In May 2006, when Schram took over at Deluxe, he liked a lot of what he saw, particularly the ongoing collaborative work. But he also saw some problems. “The business felt very siloed,” Schram recalls. “We have three go-to-market segments that we operate in: Small Business Services, Financial Services, and Direct Checks. Those businesses were self contained and really weren’t sharing or leveraging products or services or even best practices across the segments.” Even the information technology, human resources, and finance components were separated across the three divisions.
One of Schram’s first moves was to merge the management teams overseeing Financial Services and Small Business Services. He also reduced infrastructure costs, merging manufacturing and fulfillment with procurement. A production facility that had been dedicated to printing checks could now print both checks and, say, holiday cards.
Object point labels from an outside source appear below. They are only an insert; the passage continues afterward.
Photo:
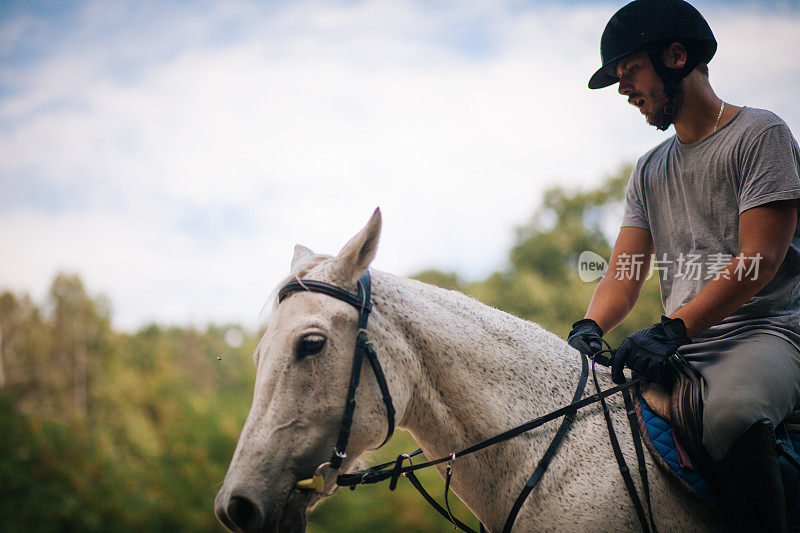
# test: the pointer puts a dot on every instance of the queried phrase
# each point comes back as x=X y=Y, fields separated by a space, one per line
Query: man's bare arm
x=614 y=298
x=764 y=231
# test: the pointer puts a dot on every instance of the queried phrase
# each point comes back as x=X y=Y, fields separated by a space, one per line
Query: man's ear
x=359 y=252
x=675 y=56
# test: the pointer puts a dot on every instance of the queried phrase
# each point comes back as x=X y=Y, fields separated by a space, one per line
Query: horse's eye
x=311 y=344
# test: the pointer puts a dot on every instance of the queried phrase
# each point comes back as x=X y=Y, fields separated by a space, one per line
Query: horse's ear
x=359 y=252
x=301 y=255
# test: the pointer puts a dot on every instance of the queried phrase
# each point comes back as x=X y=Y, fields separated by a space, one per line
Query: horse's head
x=303 y=367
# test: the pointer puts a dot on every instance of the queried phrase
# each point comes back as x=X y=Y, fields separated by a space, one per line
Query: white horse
x=459 y=372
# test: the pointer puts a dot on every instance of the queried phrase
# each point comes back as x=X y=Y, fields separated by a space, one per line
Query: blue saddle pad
x=660 y=440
“Think about what that has done for an employee who used to print just checks,” Peterson says. “They know checks are declining a little bit every year. It gives them a different look at the future and they are gaining skill sets that have to do with products that have different outlooks.”
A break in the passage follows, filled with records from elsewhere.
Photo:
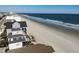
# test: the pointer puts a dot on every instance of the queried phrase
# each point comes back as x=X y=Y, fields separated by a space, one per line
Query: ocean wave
x=55 y=22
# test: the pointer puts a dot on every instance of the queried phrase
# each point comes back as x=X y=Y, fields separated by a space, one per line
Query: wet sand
x=61 y=40
x=35 y=48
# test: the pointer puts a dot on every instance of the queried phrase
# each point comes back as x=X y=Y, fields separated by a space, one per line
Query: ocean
x=65 y=20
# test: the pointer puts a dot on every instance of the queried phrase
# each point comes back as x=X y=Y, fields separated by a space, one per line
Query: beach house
x=16 y=34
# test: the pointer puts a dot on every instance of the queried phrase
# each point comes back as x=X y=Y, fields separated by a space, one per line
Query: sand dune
x=60 y=40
But that doesn’t mean that every employee had a future with Deluxe. To determine whether Deluxe’s newly merged infrastructure costs were competitive, Schram put them through a benchmarking process. Out of that came a plan to cut $150 million in costs over a two-and-a-half-year period, beginning in third quarter of 2006. That plan included layoffs: A net 551 positions, 69 of them in Minnesota, were eliminated between May 2006 and January 2007.
Still, the company projects that 116 new positions will be created this year, 80 percent of which will be Minnesota based.
Bigger for Small
Business
Deluxe’s Small Business Services unit works with roughly 6 million of the 26 million small businesses in the country. “We want to do three things with them,” Schram says. “First of all, we want to get those that buy something today to buy something more. If they buy a check or a form, we want them to also buy a holiday greeting card or a promotional product.” Second, Deluxe wants to tap into the 20 million small businesses that currently don’t buy any of its products or services. And third, it wants to develop both new products and services for these businesses.
In October, looking to expand its offerings, Deluxe purchased Rockford, Illinois–based Johnson Group, a custom Web-to-print company. “We believe this is a double-digit revenue-generating opportunity over the next several years,” Schram says. Before the Johnson acquisition, Deluxe had no in-house capabilities to produce high-end, full-color reports or brochures for banks of small businesses.